Political party brands today
Tom Dougherty, CEO – Stealing Share
2 February 2016
The problem with the political party brands of today
Brand reveals a great deal about those that embrace it. We know that the most powerful brands in the world are those that express the positive aspirations of those that adhere to it.
“My comments today are aimed directly at both main political party brands today because they are both guilty of the same offense. They both besmirch the parent brand. The United States itself.”
There are many brands at play in the United States today and, while the political party brands are mere sub-brands of the US parent brand, we need to be careful as to the values of the sub-brands and recognize that they reflect upon the parent and often change the parent brand.
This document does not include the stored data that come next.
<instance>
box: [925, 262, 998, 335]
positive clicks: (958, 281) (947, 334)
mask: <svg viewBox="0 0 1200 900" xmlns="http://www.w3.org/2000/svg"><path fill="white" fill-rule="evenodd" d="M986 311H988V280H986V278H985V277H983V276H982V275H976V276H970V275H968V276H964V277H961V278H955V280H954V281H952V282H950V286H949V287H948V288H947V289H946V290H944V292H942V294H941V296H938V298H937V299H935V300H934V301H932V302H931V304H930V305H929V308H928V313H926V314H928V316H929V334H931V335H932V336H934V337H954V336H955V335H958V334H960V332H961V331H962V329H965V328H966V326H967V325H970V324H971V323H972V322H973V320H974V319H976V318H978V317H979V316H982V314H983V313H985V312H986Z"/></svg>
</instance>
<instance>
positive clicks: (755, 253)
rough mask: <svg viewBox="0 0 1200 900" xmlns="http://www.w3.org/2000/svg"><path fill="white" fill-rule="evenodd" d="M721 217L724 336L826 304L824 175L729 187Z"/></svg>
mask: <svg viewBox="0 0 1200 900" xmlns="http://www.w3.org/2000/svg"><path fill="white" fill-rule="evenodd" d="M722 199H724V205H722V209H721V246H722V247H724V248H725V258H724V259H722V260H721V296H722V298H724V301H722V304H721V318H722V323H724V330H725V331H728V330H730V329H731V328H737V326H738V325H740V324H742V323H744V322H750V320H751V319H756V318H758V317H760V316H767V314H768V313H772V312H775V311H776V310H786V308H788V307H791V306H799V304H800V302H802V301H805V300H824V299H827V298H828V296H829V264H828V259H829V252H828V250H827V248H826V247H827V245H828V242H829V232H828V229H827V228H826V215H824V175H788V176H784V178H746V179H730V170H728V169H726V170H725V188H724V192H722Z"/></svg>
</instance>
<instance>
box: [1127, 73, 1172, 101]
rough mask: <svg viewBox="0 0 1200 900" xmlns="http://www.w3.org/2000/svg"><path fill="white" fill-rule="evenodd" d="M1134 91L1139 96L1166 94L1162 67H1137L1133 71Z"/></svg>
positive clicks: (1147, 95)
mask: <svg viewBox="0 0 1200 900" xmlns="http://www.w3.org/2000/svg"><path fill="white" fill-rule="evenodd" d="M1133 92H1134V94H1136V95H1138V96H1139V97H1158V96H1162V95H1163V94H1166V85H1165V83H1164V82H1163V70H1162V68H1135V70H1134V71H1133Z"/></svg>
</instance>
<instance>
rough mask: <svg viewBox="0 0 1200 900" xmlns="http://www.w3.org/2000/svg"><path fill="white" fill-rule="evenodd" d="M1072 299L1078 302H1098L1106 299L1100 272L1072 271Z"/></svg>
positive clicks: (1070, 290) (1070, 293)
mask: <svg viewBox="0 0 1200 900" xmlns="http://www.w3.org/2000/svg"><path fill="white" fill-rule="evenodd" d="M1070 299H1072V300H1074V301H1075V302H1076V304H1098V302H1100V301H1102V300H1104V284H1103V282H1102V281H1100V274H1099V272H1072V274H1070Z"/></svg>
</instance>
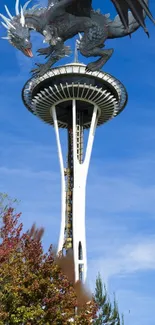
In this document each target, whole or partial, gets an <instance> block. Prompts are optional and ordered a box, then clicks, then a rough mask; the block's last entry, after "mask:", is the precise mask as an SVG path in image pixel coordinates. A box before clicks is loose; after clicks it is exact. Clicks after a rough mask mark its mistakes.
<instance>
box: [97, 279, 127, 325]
mask: <svg viewBox="0 0 155 325" xmlns="http://www.w3.org/2000/svg"><path fill="white" fill-rule="evenodd" d="M95 302H96V304H97V306H98V314H97V318H96V319H95V320H94V323H93V324H94V325H124V319H123V316H122V317H120V315H119V311H118V306H117V302H116V298H115V297H114V302H113V304H111V302H110V300H109V297H108V293H107V290H106V287H105V286H103V283H102V280H101V276H100V274H99V275H98V277H97V279H96V288H95Z"/></svg>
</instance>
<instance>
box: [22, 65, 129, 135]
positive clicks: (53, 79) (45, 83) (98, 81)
mask: <svg viewBox="0 0 155 325" xmlns="http://www.w3.org/2000/svg"><path fill="white" fill-rule="evenodd" d="M22 98H23V102H24V104H25V106H26V107H27V108H28V109H29V110H30V111H31V112H32V113H33V114H34V115H36V116H38V117H39V118H40V119H41V120H43V121H44V122H46V123H48V124H51V125H53V124H54V123H53V118H52V114H51V107H52V106H53V105H55V106H56V112H57V119H58V125H59V127H61V128H67V127H68V119H69V116H70V114H71V111H72V100H73V99H76V105H77V109H78V110H79V111H82V112H83V127H84V128H86V129H87V128H89V127H90V124H91V119H92V112H93V108H94V106H96V105H97V107H98V112H99V113H98V114H99V116H98V124H97V125H98V126H99V125H101V124H103V123H105V122H107V121H108V120H110V119H112V118H113V117H115V116H116V115H118V114H119V113H120V112H121V111H122V110H123V109H124V107H125V105H126V103H127V92H126V89H125V87H124V86H123V85H122V83H121V82H120V81H118V80H117V79H116V78H114V77H112V76H111V75H109V74H108V73H105V72H102V71H99V72H97V71H96V72H87V71H86V66H85V65H83V64H80V63H72V64H68V65H64V66H60V67H56V68H53V69H51V70H49V71H48V72H47V73H46V74H44V75H43V76H42V77H36V78H35V77H34V78H31V79H30V80H28V81H27V83H26V84H25V86H24V88H23V91H22Z"/></svg>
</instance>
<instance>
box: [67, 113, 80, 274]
mask: <svg viewBox="0 0 155 325" xmlns="http://www.w3.org/2000/svg"><path fill="white" fill-rule="evenodd" d="M67 135H68V155H67V168H66V170H65V176H66V227H65V243H64V248H65V249H66V253H67V252H68V251H70V250H73V189H74V168H73V165H74V151H73V118H72V112H70V113H69V117H68V128H67ZM75 136H76V141H77V159H78V161H79V163H80V164H82V162H83V142H84V128H83V112H82V111H80V110H78V109H77V110H76V135H75ZM78 250H79V252H78V255H79V258H80V259H81V257H82V251H81V250H82V247H81V245H79V248H78ZM79 277H80V279H81V280H82V267H81V266H80V267H79Z"/></svg>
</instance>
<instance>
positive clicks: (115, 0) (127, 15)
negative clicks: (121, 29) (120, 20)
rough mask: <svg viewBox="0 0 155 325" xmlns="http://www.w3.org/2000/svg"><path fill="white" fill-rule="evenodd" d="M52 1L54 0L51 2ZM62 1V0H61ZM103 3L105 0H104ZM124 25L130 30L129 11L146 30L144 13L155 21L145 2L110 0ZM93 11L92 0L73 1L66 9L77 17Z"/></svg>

As an example, Volkswagen, the parent brand of the German automaker, has been adversely affected by a breach in trust from one of its automobile sub-brands. The diesel emission controversy has affected the Volkswagen brand itself. We all wonder how trustworthy any claim made by VW itself might be taken. This loss of brand luster is not felt just by the purchasers of the cars and the dealerships that sell them. Rest assured that the workers and engineers that make and create the cars also feel let down and betrayed.
Both political party brands are guilty
My comments today are aimed directly at both main political party brands today because they are both guilty of the same offense. They both besmirch the parent brand. The United States itself.
Recent polling indicates that most citizens in the US today are furious at the government’s ability to work. Shelby Foote, the late great Civil War historian, once said that the Civil War was a result of an inability to come to peaceful compromise. To which, he added, “had always been our genius.” We all know that the vitriol being eschewed by both parties, while entertaining, is at its root destructive. Look to history to see examples of change agents who created a sense of American accomplishment while correcting government ills. Both political party brands can lay claim to this.
Ronald Reagan, one of the most revered of American Presidents ignited a powerful desire for corrective change while instilling in Americans a sense of accomplishment and destiny. No one could accuse Ronald Reagan of meanness or pettiness. He was at the same time passionate and affable.
On the Democratic side, look to FDR as an example of a President elected in a period of great problems. His positiveness and affable personality guided the nation through its most challenging times. No one could accuse Franklin Roosevelt or Ronald Reagan of the meanness and woe is me politics we find ourselves subjected to today. Ronald Reagan and Tip O’Neil were friendly adversaries. They liked each other and found a way to be united in purpose. As a result, government worked.
Is it possible to be a proud American and think our nation is on the verge of ruin? Can we elect officials who tell us that government can’t be trusted? Do we wish to be party to the sort of rhetoric that is in many ways responsible for the very state of affairs to which we all complain?
Let’s demand more from our emotional sub-brands. Let’s remember that all is not bad in America and that by working together, building bridges and not by constructing barriers we all benefit and our proud parent brand— the United States of America — is no longer sullied.